Unlearn Machine Learning - Building SGD from scratch


Shishya: Good morning, Professor. I have finished Andrew NG's machine learning 
course on Coursera. And now that I have a grip over a few algorithms, I'm ready to 
build a ML model. 
 
Guru: Well, well. That's not what I'm here for. You have kaggle.com and various other 
sites for that. I'm here to teach you something different. You just said you learnt about 
a few ML algorithms. Can you name any?

Shishya: Oh yes. I learnt about linear regression, support vector machines, stochastic 
gradient descent, clustering algorithm, random forests, etc.

Guru: Hold on. You just said you learnt these algorithms. But let me take some of your time, 
and help you build whatever descent algorithm it is, all by yourself. Let us unlearn those 
algorithms for a while, and build it from scratch.

Shishya: Wow. Really? Interesting........ But, no. I don't like math, especially calculus and stuff.

Guru: Haha... don't worry, my boy. You are just in the right place, and get ready for a 
adventurous ride.

Shishya: Okay. I just hope, this isn't another math tutorial class.

Guru: Let us look at an age old example of predicting the price of a new price from housing data:


Now, given historical housing data the task is to create a model that predicts the price of a new house 
given the house size.
Lets plot the above data
Shishya: Alright. I know what we should do next. We have to come up with a
simple linear model, where we fit a line on the historical data, to predict the price of a new house 
(Ypred) given its size (X). So, we need to find a line with optimal values of a,b (called weights) that 
best fits the historical data by reducing the prediction error and improving prediction accuracy.
So, our objective is to find optimal a, b that minimizes the error between actual and predicted values 
of house price

Guru: Yes. you are right there. But where do we start from. Any guesses?

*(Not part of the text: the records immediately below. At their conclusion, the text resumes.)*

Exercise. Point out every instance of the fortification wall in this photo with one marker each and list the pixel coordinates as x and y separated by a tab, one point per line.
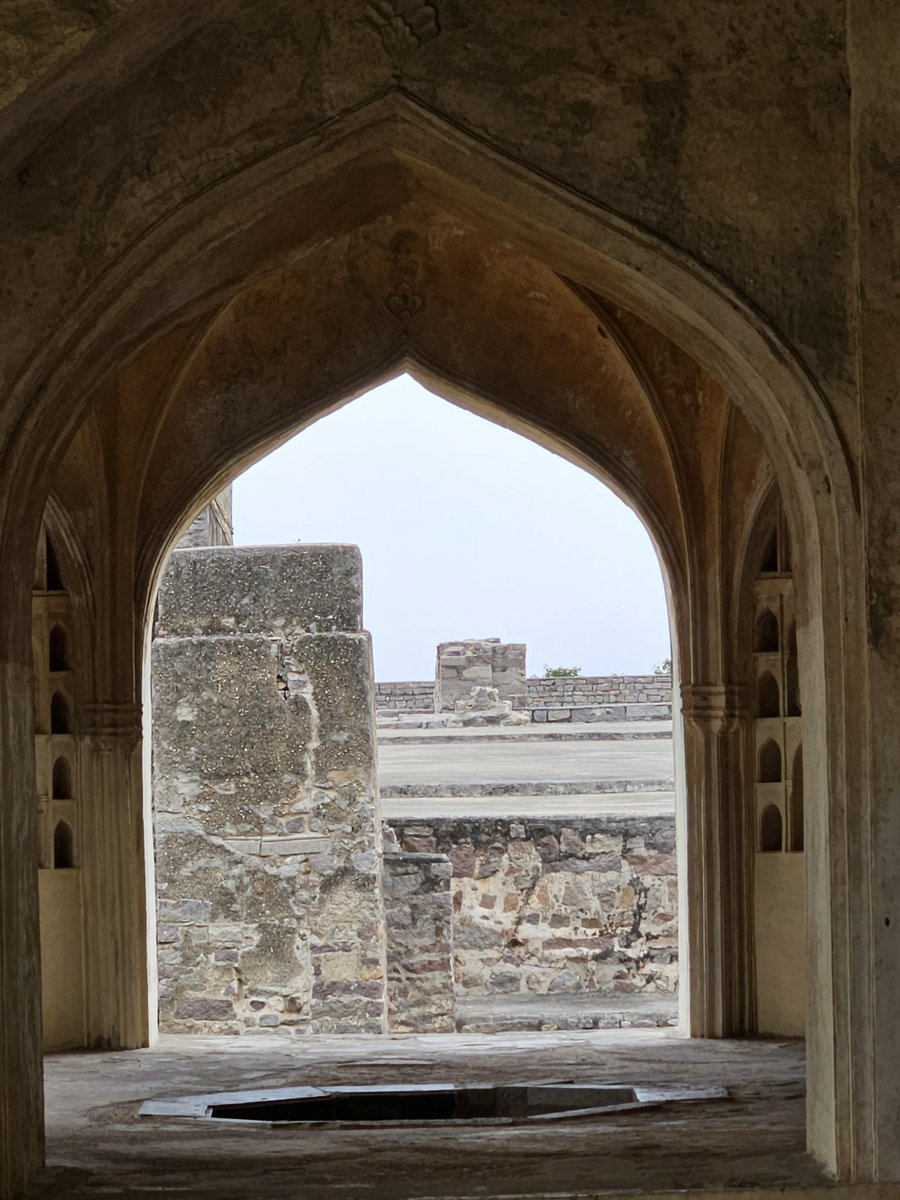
585	693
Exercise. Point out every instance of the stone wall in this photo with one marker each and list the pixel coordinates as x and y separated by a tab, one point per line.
406	696
267	816
588	690
557	905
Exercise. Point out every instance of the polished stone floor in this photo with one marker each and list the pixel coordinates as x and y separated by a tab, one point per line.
99	1146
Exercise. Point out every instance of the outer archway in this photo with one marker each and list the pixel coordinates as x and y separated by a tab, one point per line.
167	298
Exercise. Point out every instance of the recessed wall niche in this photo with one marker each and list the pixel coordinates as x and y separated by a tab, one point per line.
775	769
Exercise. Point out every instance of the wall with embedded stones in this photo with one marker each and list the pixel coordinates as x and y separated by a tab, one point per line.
267	819
557	905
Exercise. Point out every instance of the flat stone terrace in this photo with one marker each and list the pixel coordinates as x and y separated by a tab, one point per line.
583	769
97	1145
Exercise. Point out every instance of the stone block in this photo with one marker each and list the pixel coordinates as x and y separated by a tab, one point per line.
281	592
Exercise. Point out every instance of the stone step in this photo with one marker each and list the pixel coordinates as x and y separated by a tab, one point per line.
528	787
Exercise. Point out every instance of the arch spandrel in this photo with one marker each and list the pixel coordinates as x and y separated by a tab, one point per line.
502	334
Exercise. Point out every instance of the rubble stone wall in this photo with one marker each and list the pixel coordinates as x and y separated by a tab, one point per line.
406	696
267	814
479	663
557	905
592	690
418	901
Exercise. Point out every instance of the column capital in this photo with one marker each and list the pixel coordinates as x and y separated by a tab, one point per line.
714	706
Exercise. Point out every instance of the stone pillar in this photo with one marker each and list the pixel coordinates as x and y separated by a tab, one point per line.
418	901
713	864
115	910
479	663
268	821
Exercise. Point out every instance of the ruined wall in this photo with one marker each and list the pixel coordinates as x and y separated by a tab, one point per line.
267	820
418	901
557	905
479	663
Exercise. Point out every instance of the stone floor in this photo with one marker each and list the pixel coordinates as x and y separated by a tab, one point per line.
97	1145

Shishya: Of the many problems I have solved, I have seen almost all of the problems start with 
assuming random values for input parameters, i.e., in our case it is 'a' and 'b'.

Guru: Correct. Looks like we are on the same page. Now, before I start off any further, I would like you 
to keep the below points in mind.
1. We will be scaling our data to a smaller range, without disturbing its variation and distribution.
2. We might have to go back and tweak our equations
3. We will be progressing towards our model in smaller, repetitive but correct steps.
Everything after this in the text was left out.